Сказать, что я чувствовала себя потерянной – все равно, что не сказать ничего. Смерть бабушки хоть и не стала неожиданностью, подкосила меня. Но принять еще и тот факт, что Джордж был моим отцом – это слишком. Моя бедная мама сначала пережила насилие, а потом потратила всю свою жизнь на то, чтобы скрыть правду от всех, включая меня. Мое сердце разбилось, о чем свидетельствовала острая боль в груди. Если развести мои ребра и извлечь его наружу, уверена, посередине будет видна глубокая трещина. Моя обожаемая бабушка покинула этот мир, а я не имела ни малейшего представления, как смогу жить дальше без нее.
1978
В удушающей жаре Вайолет, нагнувшись, сражалась с упрямыми сорняками, вторгшимися в монастырский огород. Поскольку своего гардероба у нее не имелось, один из монахов соорудил для нее что-то вроде платья из имеющихся материалов. Но ткань оказалась слишком толстой для палящего августовского солнца.

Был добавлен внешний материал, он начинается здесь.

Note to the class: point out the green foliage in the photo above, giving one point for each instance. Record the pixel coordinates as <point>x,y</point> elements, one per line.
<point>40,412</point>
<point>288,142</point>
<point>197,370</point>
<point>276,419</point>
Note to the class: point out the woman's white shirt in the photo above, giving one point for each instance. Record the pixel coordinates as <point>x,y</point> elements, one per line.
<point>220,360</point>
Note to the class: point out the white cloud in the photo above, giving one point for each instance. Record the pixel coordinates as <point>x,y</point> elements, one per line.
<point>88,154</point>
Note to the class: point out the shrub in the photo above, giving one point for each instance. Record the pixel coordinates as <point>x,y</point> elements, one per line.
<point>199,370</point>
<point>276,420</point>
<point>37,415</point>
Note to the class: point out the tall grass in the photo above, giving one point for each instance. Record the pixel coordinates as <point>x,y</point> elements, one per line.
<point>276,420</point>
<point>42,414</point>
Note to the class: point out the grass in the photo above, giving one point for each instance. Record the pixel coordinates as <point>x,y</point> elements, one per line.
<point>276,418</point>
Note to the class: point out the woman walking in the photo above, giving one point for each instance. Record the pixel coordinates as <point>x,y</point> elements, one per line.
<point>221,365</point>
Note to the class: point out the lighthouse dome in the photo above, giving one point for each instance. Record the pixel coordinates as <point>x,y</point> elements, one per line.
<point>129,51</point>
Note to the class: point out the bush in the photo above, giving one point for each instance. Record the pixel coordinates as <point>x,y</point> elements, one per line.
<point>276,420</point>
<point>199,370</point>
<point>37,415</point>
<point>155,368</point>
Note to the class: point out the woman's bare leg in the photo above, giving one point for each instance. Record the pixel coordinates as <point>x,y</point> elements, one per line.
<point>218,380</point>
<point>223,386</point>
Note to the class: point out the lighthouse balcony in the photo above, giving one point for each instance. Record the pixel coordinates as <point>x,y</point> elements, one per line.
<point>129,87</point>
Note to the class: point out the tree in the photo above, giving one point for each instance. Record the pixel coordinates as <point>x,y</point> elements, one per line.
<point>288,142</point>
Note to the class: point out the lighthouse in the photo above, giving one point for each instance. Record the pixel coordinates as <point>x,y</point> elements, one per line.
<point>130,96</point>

Она прожила в этом месте около двух месяцев и уже чувствовала себя почти как дома. Монастырь с трех сторон был окружен известняковыми скалами, а сверху над ним без конца кружили грифоны и сапсаны. Никогда прежде ей не доводилось бывать в таком безопасном месте. Внезапно вспомнив свою мать, фигура которой все время оставалась в темных закоулках ее сознания, Вайолет сглотнула нежданные слезы. С другой стороны сада ее позвал брат Исидор. Он держал в руках поднос с домашним лимонадом, который в такую погоду казался божественным напитком. Женщина взяла стакан и одним махом осушила его.
– Спасибо, брат Исидор, это то, что нужно. Монах окинул взглядом ряды прополотых грядок.
– Ты, должно быть, совсем выбилась из сил. Пойдем, отдохнем в прохладе.
Он подвел ее к деревянной скамье в тени фисташкового дерева.
– Мне нужно работать, брат Исидор. Я должна отплатить за вашу доброту. Все монахи так добры и терпеливы ко мне, даже брат Флориан.
Монах отхлебнул из своего стакана и повернулся к ней.
– Нам только в радость, – произнес он и, немного поколебавшись, продолжил: – Эмм… Ты не думала, когда будешь готова вернуться на родину?
– В Англию?
– Ты ведь оттуда, разве нет?
Вайолет закрыла глаза, силясь припомнить детали.
– Думаю, да. Я говорю на английском, так что в этом есть смысл. Но все мои воспоминания такие смутные, словно я смотрю на мир сквозь затуманенное окно. Если бы я только могла протереть его рукавом и увидеть все, как есть.
Она потянулась к одной из нижних веток и сорвала несколько фисташек. Розоватая оболочка защищала орехи внутри.